The team behind Cow Swap assures that no funds were compromised.
Vitalik Buterin used CoW Swap in February to sell ETH for $21.74 million.
CoW Swap, a popular decentralized exchange on the Ethereum network, suffered this Tuesday, April 14, an attack known as DNS hijacking. In simple terms: someone took control of the swap.cow.fi domain and redirected it to a fake site, with the aim of deceiving users trying to trade.
The alert was released by CoW DAO, the organization behind the protocol, at 11:41 am UTC, asking everyone to refrain from using the platform while it was being investigated.

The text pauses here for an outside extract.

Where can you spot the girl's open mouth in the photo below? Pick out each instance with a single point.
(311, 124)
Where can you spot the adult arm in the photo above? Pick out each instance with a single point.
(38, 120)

About 90 minutes later, at 14:54 UTC, CoW DAO confirmed the type of attack and clarified that the protocol itself, that is, The infrastructure and APIs that process the operations were not compromised.. Even so, they decided to pause them preventively. The team reported that it was actively working to regain control of the situation and would notify when it was safe to operate again.
CoW Swap is a decentralized exchange aggregator that is based on obtain best price available for each operation between multiple platforms decentralized. Since its launch in 2021, it has processed more than $33 billion in volume and ranks among the top ten DEXs with the most monthly activity.
Impact on external integrations
The incident also reached other protocols. Aave, one of the largest decentralized lending platforms in the ecosystem, reported that the CoW Swap team preventively disabled connection points for external integrators. Given this, Aave redirected swaps from its interface to ParaSwapanother DEX aggregator, so that its users would not be interrupted.
The incident takes on additional relevance given that CoW Swap is the platform that Vitalik Buterin, co-founder of Ethereum, used in February of this year to sell 10,723 ETH, equivalent to 21.74 million dollars, exchanging them for the stablecoins GHO and PayPal USD (PYUSD), as reported by CriptoNoticias.
At the time of writing, CoW DAO was continuing to work to restore service. No losses of user funds were reported, although the investigation was ongoing.